Audit logs maintain a record of specific activities in your flows, including the fields that were changed, the type of change, and who’s responsible for the change. You can view your audit logs at a flow or integration level.
Important: In audit logs, pageProcessors and pageGenerators represent imports and exports, respectively. It’s just a system naming convention that doesn’t affect your integrations or flows.


These logs show high-level data for all your logs. To narrow down the information to integration audit logs, use Select resource type, user, and source.
Contents
Download audit logs
integrator.io keeps audit logs for the last year. If you download logs as CSV files or use the audit API endpoint, you can get up to 1,000 files from the last year. You can filter the logs by resource type, user, and source; however, the filters won’t be applied to your CSV download.
Practical uses for audit logs
It’s easy to review audit logs in a vacuum. However, if you use the power of your audit logs to troubleshoot flow errors you’ll be able to pinpoint changes that created issues with your integration or flow. For example, if someone changed an import field and caused an error, you can use audit logs to review the changes. Then, use Integration Lifecycle Management to revert your changes.
Parameters
Audit logs record every action or change you’ve made to your flow or integration. The logs record nine (9) parameters for each change:
Time
You can configure your account profile to display timestamps in any date/time format. If you’ve set your account to relative time, the timestamp is displayed as the length of time between the started date and time and the current date and time (1 day ago, 3 hours ago).
Source
Determines how the change was made.
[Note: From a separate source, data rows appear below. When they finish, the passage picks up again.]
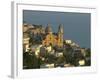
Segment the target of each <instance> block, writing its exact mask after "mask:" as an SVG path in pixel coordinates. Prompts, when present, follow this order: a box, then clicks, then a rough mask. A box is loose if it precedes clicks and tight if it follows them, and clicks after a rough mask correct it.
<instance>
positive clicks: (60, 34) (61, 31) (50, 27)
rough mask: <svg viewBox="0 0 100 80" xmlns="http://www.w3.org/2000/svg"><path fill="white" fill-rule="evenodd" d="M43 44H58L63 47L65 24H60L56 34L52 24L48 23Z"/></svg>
mask: <svg viewBox="0 0 100 80" xmlns="http://www.w3.org/2000/svg"><path fill="white" fill-rule="evenodd" d="M42 45H44V46H49V45H52V46H57V47H62V46H63V25H62V24H60V25H59V28H58V32H57V33H56V34H54V33H53V32H52V28H51V26H50V24H48V25H47V27H46V28H45V39H44V40H43V41H42Z"/></svg>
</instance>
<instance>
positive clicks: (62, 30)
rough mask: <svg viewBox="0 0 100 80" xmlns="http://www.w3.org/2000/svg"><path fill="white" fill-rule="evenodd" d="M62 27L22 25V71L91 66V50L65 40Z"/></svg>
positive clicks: (60, 24)
mask: <svg viewBox="0 0 100 80" xmlns="http://www.w3.org/2000/svg"><path fill="white" fill-rule="evenodd" d="M63 29H64V26H63V24H60V25H59V26H58V27H57V30H58V31H57V32H53V31H52V26H51V25H50V24H47V26H46V27H44V26H42V25H35V24H28V23H24V24H23V69H39V68H57V67H60V68H61V67H76V66H90V65H91V52H90V51H91V50H90V49H89V48H81V47H80V46H79V45H78V44H77V43H75V42H73V41H72V40H67V39H66V40H65V39H64V38H63V35H64V30H63Z"/></svg>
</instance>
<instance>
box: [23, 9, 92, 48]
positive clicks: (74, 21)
mask: <svg viewBox="0 0 100 80" xmlns="http://www.w3.org/2000/svg"><path fill="white" fill-rule="evenodd" d="M23 21H25V22H27V23H31V24H39V25H40V24H41V25H43V26H45V27H46V26H47V24H51V27H52V30H53V32H57V31H58V26H59V24H63V25H64V39H71V40H72V41H74V42H75V43H77V44H79V45H80V46H81V47H87V48H90V46H91V44H90V43H91V42H90V39H91V32H90V31H91V22H90V21H91V14H90V13H74V12H51V11H49V12H47V11H31V10H24V11H23Z"/></svg>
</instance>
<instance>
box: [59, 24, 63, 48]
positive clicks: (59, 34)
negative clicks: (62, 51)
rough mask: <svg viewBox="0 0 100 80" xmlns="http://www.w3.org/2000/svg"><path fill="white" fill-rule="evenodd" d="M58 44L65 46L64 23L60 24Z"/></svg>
mask: <svg viewBox="0 0 100 80" xmlns="http://www.w3.org/2000/svg"><path fill="white" fill-rule="evenodd" d="M58 46H59V47H62V46H63V24H60V25H59V28H58Z"/></svg>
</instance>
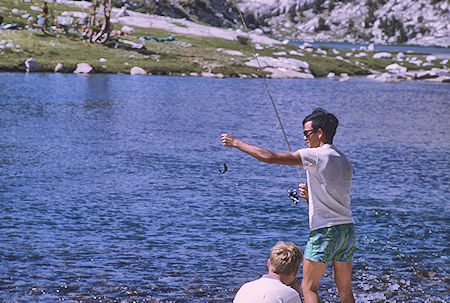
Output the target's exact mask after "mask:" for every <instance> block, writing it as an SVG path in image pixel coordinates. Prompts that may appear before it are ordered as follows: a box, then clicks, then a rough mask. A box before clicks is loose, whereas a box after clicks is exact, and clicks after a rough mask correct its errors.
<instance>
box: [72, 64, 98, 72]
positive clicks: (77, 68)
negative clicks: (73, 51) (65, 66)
mask: <svg viewBox="0 0 450 303" xmlns="http://www.w3.org/2000/svg"><path fill="white" fill-rule="evenodd" d="M93 71H94V69H93V68H92V66H90V65H89V64H87V63H78V64H77V68H76V69H75V71H74V73H75V74H90V73H92V72H93Z"/></svg>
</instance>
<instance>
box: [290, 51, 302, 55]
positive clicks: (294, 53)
mask: <svg viewBox="0 0 450 303" xmlns="http://www.w3.org/2000/svg"><path fill="white" fill-rule="evenodd" d="M289 54H291V55H294V56H305V55H304V54H303V53H301V52H298V51H296V50H291V51H290V52H289Z"/></svg>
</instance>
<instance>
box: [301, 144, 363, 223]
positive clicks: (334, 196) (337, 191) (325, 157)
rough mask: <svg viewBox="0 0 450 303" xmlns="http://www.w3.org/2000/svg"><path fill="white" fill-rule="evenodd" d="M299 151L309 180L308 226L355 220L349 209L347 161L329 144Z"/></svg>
mask: <svg viewBox="0 0 450 303" xmlns="http://www.w3.org/2000/svg"><path fill="white" fill-rule="evenodd" d="M299 152H300V156H301V158H302V163H303V168H304V169H305V170H306V177H307V179H308V195H309V227H310V229H311V230H316V229H319V228H324V227H330V226H334V225H340V224H347V223H354V221H353V218H352V213H351V211H350V186H351V184H352V174H353V171H352V165H351V164H350V161H348V159H347V158H346V157H345V156H344V154H343V153H341V152H340V151H339V150H338V149H337V148H336V147H335V146H334V145H331V144H325V145H323V146H322V147H317V148H303V149H300V150H299Z"/></svg>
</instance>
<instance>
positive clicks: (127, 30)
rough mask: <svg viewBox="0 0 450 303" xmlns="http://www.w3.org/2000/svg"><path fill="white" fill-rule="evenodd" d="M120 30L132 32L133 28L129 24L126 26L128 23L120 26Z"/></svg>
mask: <svg viewBox="0 0 450 303" xmlns="http://www.w3.org/2000/svg"><path fill="white" fill-rule="evenodd" d="M120 30H121V31H122V32H125V33H132V32H134V28H132V27H131V26H128V25H124V26H122V28H121V29H120Z"/></svg>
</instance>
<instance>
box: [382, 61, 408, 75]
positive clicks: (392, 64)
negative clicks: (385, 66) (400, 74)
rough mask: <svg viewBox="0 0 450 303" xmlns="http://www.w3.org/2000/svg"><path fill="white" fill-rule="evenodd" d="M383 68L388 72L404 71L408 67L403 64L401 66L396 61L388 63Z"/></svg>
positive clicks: (403, 72) (406, 68)
mask: <svg viewBox="0 0 450 303" xmlns="http://www.w3.org/2000/svg"><path fill="white" fill-rule="evenodd" d="M385 69H386V70H387V71H388V72H390V73H395V74H398V73H406V72H407V71H408V69H407V68H406V67H404V66H401V65H399V64H397V63H393V64H389V65H388V66H386V67H385Z"/></svg>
This could be:
- UI – Changes were made from the user interface.
- API – Changes were made in the API.
- Stack – Changes were made from the stack.
- System – Any change made to a resource by integrator.io backend logic or a system process.
- Integration app – Changes were made by the integration app.
User
The user responsible for the changes. In cases where the account is shared by multiple people with the same password, the only username is something similar to “Account Owner” or your company name.
Tip: If you’re an account owner or administrator you can invite new users (or remove old users) to your account.
Resource
Shows you the resource that was updated. There are eight resources monitored for changes:
- Integration – Your integration-level updates. This includes name changes.
- Flow – Your flow-level updates. In integration-level audit logs this is displayed as an update to the flow, with a specific field name (pageProcessors/Imports or pageGenerators/Exports) and changes available to view.
- Export – Your export-level updates. This includes name, operation, and other export settings changes.
- Import – Your import-level updates. This includes name, operation, and other import settings changes.
- Connection – Your connection-level updates. This includes name and authentication changes. Stack – Your changes to a stack.
- Async helper – In the event that certain data is unavailable, an async helper has the app’s API ping integrator.io when the info is available. The flow will be paused until the data is received.
- File definitions – Changes to the rules that define how integrator.io should parse or generate EDI or fixed-width files.
- Revision – Your recently created version management revisions including clones, pulls, merges, and snapshots.
Name/ID
The name or identifier of your updated resource. Resources with IDs instead of names have been deleted, which is why they’re only available by the ID they were given when they were created.
Action
The action that was taken. Actions include Create, Update, and Delete. The most common action is Update, while Create and Delete are reserved for creating/deleting a flow or another major event.
Field
The Field column gives you an idea of what’s been changed. It can display things like pageProcessors, connections, and names.
Old and new values
The field values before and after the change.
In the Old and New value fields, you have options including Click to view edits, dates and times a token was updated, and secure connection details. You should know that we won’t display your secure connection details, like keys, tokens, or passwords, in audit logs under any circumstances, as those details are encoded.

When you use Click to view, old and new edits are displayed side-by-side in a popup diff screen. This is a feature of the flow audit log that’s also available in the integration logs. It drills down and shows you the exact changes you made, including any mapping changes.